20 yaşında İstanbul’a göç ettim. Liseden sonra aklımda hep konservatuar vardı. Şansımı denedim, ama olmadı. Tam aklımdan okumayı çıkarırken, bu kez bana kucak açan, bendeki değeri ve kıymeti fark eden Prof. Dr. Haydar Kazgan (5-6 yıl önce hayıtını kaybetti) ve Prof. Dr. Gülten Kazgan ile yollarımız kesişti. Beni yeniden hayat kaynağı olan bu güzel aile sayesinde üniversiteyi kazandım ve okudum. Neticeyi biliyorsunuz zaten: 30 yıldır medya sektöründe emek veren bir iletişimciyim.

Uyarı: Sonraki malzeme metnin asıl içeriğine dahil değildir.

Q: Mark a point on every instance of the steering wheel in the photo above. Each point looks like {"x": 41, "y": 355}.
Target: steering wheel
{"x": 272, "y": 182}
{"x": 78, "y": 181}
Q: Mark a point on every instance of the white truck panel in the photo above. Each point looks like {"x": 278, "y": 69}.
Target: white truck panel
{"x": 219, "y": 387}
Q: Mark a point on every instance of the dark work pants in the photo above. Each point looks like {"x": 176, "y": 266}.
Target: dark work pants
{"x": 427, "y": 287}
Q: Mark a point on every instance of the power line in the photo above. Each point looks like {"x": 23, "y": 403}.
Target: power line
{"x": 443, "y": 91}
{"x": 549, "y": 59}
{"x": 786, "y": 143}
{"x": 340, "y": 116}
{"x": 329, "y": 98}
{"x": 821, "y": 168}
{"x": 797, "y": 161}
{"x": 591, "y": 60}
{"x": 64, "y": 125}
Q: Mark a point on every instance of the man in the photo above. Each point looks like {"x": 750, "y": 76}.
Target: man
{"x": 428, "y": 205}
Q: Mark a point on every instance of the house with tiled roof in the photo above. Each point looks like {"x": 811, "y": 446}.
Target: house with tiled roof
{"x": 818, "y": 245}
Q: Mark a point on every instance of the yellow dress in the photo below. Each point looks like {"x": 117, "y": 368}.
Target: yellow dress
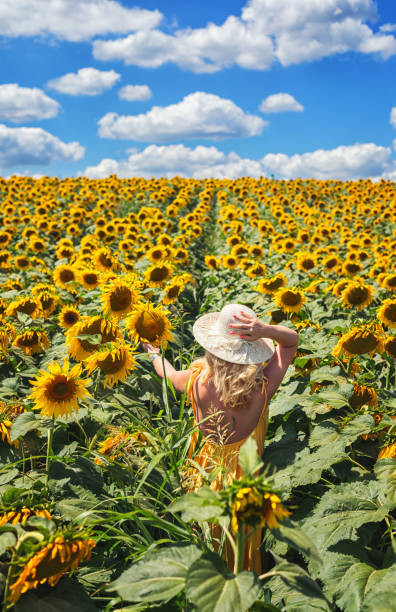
{"x": 213, "y": 454}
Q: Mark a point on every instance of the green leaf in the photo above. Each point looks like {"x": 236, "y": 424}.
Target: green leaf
{"x": 159, "y": 577}
{"x": 249, "y": 459}
{"x": 297, "y": 579}
{"x": 342, "y": 510}
{"x": 23, "y": 423}
{"x": 293, "y": 536}
{"x": 203, "y": 505}
{"x": 213, "y": 588}
{"x": 385, "y": 470}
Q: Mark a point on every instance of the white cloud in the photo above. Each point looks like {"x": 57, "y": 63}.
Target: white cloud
{"x": 135, "y": 93}
{"x": 198, "y": 115}
{"x": 72, "y": 20}
{"x": 393, "y": 117}
{"x": 365, "y": 160}
{"x": 344, "y": 163}
{"x": 26, "y": 145}
{"x": 287, "y": 31}
{"x": 19, "y": 104}
{"x": 177, "y": 160}
{"x": 86, "y": 82}
{"x": 277, "y": 103}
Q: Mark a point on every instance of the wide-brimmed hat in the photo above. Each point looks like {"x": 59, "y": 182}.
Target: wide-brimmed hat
{"x": 212, "y": 332}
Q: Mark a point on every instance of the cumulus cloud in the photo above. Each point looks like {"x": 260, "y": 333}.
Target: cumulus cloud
{"x": 287, "y": 31}
{"x": 25, "y": 145}
{"x": 73, "y": 20}
{"x": 135, "y": 93}
{"x": 85, "y": 82}
{"x": 198, "y": 115}
{"x": 344, "y": 163}
{"x": 277, "y": 103}
{"x": 177, "y": 160}
{"x": 393, "y": 117}
{"x": 19, "y": 104}
{"x": 365, "y": 160}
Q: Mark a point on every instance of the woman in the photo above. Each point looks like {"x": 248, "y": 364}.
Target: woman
{"x": 230, "y": 389}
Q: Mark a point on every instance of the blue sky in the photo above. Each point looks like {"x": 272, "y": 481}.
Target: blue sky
{"x": 162, "y": 88}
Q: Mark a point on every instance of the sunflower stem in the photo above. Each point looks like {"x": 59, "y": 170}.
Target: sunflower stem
{"x": 50, "y": 437}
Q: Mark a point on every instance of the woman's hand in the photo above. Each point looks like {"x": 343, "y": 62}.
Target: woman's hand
{"x": 149, "y": 348}
{"x": 250, "y": 328}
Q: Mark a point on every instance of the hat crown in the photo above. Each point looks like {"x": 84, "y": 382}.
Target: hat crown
{"x": 226, "y": 316}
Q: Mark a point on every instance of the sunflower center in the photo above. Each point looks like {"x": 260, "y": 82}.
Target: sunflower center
{"x": 289, "y": 298}
{"x": 357, "y": 295}
{"x": 120, "y": 298}
{"x": 149, "y": 327}
{"x": 66, "y": 276}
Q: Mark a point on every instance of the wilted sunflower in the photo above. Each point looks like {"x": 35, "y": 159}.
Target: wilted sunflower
{"x": 57, "y": 391}
{"x": 114, "y": 360}
{"x": 172, "y": 291}
{"x": 63, "y": 275}
{"x": 256, "y": 508}
{"x": 357, "y": 295}
{"x": 358, "y": 341}
{"x": 32, "y": 341}
{"x": 390, "y": 345}
{"x": 27, "y": 305}
{"x": 69, "y": 316}
{"x": 289, "y": 299}
{"x": 50, "y": 563}
{"x": 150, "y": 324}
{"x": 119, "y": 297}
{"x": 158, "y": 274}
{"x": 81, "y": 348}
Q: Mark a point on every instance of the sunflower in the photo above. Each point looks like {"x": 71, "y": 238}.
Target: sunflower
{"x": 26, "y": 305}
{"x": 21, "y": 515}
{"x": 81, "y": 348}
{"x": 358, "y": 341}
{"x": 211, "y": 262}
{"x": 363, "y": 394}
{"x": 172, "y": 291}
{"x": 158, "y": 274}
{"x": 150, "y": 324}
{"x": 390, "y": 345}
{"x": 357, "y": 294}
{"x": 254, "y": 507}
{"x": 389, "y": 282}
{"x": 114, "y": 360}
{"x": 89, "y": 279}
{"x": 63, "y": 275}
{"x": 69, "y": 316}
{"x": 57, "y": 391}
{"x": 290, "y": 299}
{"x": 32, "y": 341}
{"x": 50, "y": 563}
{"x": 119, "y": 297}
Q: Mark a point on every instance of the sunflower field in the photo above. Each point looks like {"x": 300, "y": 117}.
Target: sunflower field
{"x": 96, "y": 509}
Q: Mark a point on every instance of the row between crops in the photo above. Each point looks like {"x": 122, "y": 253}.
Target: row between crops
{"x": 95, "y": 472}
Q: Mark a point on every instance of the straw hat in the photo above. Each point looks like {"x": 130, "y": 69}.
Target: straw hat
{"x": 212, "y": 332}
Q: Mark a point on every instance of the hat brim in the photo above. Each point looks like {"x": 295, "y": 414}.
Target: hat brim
{"x": 234, "y": 350}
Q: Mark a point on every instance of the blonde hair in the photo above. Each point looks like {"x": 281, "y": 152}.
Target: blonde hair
{"x": 234, "y": 382}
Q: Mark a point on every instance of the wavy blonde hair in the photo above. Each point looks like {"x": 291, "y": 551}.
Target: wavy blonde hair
{"x": 234, "y": 382}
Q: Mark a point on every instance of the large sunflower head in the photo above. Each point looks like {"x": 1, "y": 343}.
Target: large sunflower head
{"x": 289, "y": 299}
{"x": 58, "y": 391}
{"x": 101, "y": 330}
{"x": 357, "y": 295}
{"x": 158, "y": 274}
{"x": 119, "y": 297}
{"x": 115, "y": 360}
{"x": 150, "y": 324}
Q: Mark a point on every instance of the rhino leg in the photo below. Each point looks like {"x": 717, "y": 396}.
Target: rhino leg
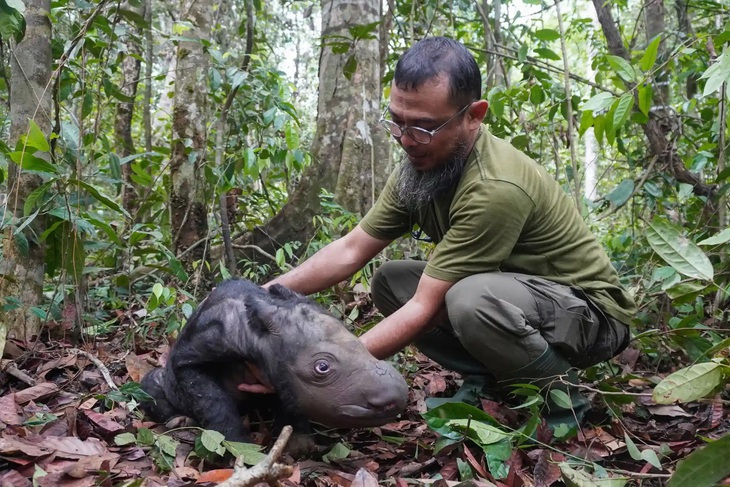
{"x": 206, "y": 398}
{"x": 159, "y": 408}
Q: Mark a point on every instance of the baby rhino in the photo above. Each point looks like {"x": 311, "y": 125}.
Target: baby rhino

“Tamam da bunlardan bize ne? diyenleri hissedebiliyorum. Nasıl demeyeyim. O kadar güzel gülerimiz olmuşken, bu güzellikleri unuttururcasına, birkaç yıldır “yılları” özelleştirmeye başladık:
Emekliler Yılı;
Aile Yılı;
Belki seneye Asgari Ücretli Yılı;
Bir ihtimal devamında Hayvanlar Koruma Yılı…
Bu böyle uzayıp gidecekmiş gibi hissediyorum ben, nedense.
Peki bu “Yıl Vaatlerine” acaba kaçınız inandınız ve inanıyorsunuz?
Emekliler Yılı’nın üzerinden bir yıl geçti. Biz emekliler için 2024’ün adeta milat olacak söylenmişti. Ne oldu sonra? Her bir emekli geçinmek için yen yeni icatlar edinmeye başladı. Kısacası devlet kurumlarının tesisleri sonuna kadar açıldı, ama emeklilerin derdi tatil değil ki; geçim. Maalesef bu anlaşılamama durumu hala devam ediyor.
Gıda enflasyonu yüzde 48;
Emekli zammı yüzde 15.75;
Bu tablo karşısında Emekli Yılımızı kutlu olmadı. Arada çürüyüp gitmeye devam ediyoruz.
Şimdi de 2025’i “Aile Yılı” ilan etmişiz. Hayırlı ve uğurlu olsun. Bu yıl gençlere çok iş düşüyor. Çünkü onların evlenmeleri ve en az 3 çocuk şartı yapmaları şartı mevcut. Bunun için teşvik de hazır. 150.000 TL bilmem kaç yıl ödemesiz kredi. Tabi ilk şart; önce yatağını alacaksın ki, yıl olmanın hakkını veresin. Peki ya geri kalanlar. Bu maaşlar ile insanlar evlenecek de çocuk sahibi olacak da bir de 3 çocuk yapacak! Ölme eşeğim ölme!
Allah aşkın artık bize “Şunun Yılı” “Bunun Yılı” demeyin, beynimizde şimşekler çakıyor. Biz geçim derdindeyiz. İğden iliğe her şeye zamlar dolu gibi yağıyor. Biz bu sağanaktan korunmaya çalışırken, sonu belli olan “Onun, Bunun Yılı” gibi sözleri işitmek bile istemiyoruz.
Ne zaman ki “yıl” söylemleri dillenmeye başlıyor, inanın bana birileri bizi de silkelesin de kurtulalım hissi uyanıyor.